Uncovering How to Work Together
In 2017 the Hariri Institute for Computing along with the BU Initiative on Cities held two workshops titled “Effective Community-University-Industry Collaboration Models for Smart and Connected Communities Research.” Attendees at these events included principal investigators, research directors, city officials, community partners, National Science Foundation (NSF) program managers, and federal agency and industry representatives. The primary focus of the conferences was on “smart cities” and projects that would bring together computer science and engineering with social scientists and community stakeholders to evaluate and discuss community-sourced challenges.
A White Paper Summary

Katharine Lusk, co-Director of the Initiative on Cities, recently authored a synthesis of the key lessons the emerged from the workshops. The white paper, “Lessons Learned in Effective Community-University-Industry Collaboration: Models for Smart and Connected Communities Research” highlights the factors that are important to nurturing trust and building productive and integrated teams.
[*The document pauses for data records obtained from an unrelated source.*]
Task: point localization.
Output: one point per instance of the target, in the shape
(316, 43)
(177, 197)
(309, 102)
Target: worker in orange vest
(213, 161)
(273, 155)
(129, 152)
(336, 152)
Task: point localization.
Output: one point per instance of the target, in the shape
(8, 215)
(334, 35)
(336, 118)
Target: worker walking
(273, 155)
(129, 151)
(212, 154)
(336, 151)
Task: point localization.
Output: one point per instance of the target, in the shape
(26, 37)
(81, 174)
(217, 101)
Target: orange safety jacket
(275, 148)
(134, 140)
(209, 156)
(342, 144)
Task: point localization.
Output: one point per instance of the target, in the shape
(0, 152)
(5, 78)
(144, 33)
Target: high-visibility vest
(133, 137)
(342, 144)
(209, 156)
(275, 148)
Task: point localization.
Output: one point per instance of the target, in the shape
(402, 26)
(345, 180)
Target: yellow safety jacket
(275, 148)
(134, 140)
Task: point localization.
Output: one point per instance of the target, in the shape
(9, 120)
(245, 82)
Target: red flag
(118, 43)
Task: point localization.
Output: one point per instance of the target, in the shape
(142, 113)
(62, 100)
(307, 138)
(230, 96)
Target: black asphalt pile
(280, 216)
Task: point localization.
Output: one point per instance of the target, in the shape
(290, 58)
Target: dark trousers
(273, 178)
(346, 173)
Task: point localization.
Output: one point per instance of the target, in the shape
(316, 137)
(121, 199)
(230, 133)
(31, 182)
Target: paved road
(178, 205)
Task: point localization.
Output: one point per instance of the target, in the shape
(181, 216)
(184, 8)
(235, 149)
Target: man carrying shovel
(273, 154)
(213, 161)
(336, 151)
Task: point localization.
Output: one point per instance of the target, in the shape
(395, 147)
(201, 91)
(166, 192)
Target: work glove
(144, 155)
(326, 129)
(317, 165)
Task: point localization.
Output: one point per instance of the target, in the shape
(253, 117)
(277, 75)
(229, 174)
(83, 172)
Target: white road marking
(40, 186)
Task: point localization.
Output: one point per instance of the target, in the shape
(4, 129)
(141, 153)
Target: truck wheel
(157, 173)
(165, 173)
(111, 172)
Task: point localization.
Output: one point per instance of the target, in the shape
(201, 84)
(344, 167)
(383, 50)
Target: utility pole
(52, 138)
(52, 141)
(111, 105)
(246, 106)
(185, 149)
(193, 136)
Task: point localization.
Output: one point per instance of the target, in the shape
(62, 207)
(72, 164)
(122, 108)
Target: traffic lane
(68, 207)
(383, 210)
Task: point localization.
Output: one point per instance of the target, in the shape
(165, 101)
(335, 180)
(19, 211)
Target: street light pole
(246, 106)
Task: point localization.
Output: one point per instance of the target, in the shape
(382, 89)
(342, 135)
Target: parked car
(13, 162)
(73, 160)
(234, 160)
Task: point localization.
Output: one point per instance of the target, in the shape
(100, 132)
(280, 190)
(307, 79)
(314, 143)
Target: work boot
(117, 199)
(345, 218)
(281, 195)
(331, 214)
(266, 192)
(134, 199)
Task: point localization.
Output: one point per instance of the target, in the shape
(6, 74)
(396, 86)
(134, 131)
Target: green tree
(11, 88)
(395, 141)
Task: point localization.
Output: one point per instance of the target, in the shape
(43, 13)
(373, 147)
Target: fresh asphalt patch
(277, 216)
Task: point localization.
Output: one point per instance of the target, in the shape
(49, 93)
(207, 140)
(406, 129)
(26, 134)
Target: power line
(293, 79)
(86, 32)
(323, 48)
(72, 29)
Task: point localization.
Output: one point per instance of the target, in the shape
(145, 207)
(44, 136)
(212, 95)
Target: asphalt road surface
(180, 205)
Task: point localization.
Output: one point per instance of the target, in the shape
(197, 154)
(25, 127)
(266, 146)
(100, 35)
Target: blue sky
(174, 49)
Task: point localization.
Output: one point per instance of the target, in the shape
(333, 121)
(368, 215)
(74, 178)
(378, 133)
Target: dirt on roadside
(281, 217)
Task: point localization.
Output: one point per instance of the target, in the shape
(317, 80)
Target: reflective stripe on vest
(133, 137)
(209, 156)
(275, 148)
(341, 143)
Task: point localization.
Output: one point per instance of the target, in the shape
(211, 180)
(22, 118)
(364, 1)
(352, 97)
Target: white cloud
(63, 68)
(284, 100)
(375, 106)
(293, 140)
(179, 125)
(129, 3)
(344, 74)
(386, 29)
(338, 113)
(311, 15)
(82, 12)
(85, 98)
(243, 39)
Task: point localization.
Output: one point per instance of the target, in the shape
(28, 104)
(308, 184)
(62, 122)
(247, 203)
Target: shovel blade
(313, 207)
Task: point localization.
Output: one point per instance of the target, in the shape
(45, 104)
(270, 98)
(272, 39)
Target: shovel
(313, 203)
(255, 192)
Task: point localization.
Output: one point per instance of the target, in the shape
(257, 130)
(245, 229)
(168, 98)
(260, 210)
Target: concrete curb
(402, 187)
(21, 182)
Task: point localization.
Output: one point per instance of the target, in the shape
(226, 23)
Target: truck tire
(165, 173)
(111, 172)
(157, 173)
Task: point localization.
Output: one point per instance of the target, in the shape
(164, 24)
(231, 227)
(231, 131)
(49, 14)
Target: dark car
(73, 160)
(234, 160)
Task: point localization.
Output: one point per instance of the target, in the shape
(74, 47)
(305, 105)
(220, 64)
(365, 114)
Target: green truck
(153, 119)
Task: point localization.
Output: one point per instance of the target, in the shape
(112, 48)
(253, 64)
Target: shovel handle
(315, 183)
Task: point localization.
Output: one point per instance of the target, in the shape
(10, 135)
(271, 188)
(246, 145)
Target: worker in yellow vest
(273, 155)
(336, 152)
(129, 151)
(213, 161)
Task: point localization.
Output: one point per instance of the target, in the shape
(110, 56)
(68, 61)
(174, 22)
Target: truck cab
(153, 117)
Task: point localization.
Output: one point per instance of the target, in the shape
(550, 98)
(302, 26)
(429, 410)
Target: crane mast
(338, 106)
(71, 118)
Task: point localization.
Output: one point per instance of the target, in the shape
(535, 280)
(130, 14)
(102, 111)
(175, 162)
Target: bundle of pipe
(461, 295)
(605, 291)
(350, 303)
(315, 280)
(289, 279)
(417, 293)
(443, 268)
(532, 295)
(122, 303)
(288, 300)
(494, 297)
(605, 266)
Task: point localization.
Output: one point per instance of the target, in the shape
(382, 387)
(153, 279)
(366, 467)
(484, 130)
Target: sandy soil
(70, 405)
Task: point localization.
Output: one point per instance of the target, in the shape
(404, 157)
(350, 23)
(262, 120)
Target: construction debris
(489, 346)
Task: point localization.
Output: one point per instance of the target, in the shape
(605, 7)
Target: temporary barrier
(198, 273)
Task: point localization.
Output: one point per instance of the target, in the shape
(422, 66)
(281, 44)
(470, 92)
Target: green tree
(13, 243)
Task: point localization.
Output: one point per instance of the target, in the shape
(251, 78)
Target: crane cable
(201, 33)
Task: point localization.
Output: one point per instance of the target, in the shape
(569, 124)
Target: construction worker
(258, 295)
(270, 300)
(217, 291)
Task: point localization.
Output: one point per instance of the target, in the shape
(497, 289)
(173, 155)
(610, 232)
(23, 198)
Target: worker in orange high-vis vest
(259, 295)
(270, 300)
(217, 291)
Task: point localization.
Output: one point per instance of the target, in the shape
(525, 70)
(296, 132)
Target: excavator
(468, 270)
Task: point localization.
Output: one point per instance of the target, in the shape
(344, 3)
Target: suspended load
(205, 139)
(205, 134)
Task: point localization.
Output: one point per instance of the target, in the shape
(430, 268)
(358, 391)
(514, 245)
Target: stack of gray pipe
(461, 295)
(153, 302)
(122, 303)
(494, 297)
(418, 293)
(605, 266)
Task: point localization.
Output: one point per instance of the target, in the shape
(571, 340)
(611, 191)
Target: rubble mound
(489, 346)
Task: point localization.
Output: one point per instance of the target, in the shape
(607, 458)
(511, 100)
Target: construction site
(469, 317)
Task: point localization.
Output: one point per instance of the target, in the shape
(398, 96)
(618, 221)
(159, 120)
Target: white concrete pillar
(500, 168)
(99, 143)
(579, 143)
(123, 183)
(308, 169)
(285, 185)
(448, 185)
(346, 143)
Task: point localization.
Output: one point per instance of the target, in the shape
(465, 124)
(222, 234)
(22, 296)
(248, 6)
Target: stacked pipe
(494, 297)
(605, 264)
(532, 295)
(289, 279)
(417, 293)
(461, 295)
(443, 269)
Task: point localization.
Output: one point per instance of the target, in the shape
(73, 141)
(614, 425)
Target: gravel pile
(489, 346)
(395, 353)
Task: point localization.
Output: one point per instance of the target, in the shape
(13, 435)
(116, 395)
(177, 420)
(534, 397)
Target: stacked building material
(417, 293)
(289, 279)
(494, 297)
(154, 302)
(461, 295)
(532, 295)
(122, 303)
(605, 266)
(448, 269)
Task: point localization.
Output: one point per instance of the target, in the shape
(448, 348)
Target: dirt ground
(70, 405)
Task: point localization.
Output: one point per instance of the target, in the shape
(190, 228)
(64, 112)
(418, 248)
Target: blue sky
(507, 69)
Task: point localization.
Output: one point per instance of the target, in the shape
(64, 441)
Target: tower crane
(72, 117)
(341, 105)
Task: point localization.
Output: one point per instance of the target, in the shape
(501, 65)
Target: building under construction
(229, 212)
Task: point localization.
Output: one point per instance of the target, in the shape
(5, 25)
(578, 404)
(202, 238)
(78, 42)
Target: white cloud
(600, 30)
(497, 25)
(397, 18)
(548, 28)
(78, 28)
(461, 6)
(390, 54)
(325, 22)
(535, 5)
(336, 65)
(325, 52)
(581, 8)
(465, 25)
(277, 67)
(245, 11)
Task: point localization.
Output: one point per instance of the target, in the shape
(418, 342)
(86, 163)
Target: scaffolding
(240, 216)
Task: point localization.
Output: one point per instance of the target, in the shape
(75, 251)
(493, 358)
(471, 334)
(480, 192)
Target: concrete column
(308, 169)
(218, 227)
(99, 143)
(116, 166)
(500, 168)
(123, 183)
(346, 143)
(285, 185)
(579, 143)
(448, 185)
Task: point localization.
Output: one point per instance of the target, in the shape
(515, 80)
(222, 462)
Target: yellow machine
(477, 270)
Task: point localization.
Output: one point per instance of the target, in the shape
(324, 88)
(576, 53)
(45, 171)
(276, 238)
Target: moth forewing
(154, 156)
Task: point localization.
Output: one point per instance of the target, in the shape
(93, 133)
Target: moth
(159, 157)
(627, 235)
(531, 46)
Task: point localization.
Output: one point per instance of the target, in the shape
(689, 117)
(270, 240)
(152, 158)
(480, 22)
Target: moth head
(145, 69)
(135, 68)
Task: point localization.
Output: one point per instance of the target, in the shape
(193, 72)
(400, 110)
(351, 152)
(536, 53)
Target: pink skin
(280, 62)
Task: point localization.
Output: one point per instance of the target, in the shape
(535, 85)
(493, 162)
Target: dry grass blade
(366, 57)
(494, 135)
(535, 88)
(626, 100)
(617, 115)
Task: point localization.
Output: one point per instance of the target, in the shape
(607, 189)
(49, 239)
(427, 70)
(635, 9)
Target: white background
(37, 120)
It is structured to address six questions posed to workshop participants:
- How do academic researchers and city practitioners initiate and invest in productive working relationships with one another?
- How do universities help motivate and contribute to the formation of multi-disciplinary faculty and student networks?
- How do cities identify and prioritize their operational and community challenges, and enlist appropriate partners to help tackle them?
- How can industry position itself to serve as an open and engaged research partner?
- How do relationships and projects transition to formalized, sustainable partnerships that simultaneously advance science and societal well-being?
- How can findings and knowledge be disseminated more broadly, beyond the project team and geography?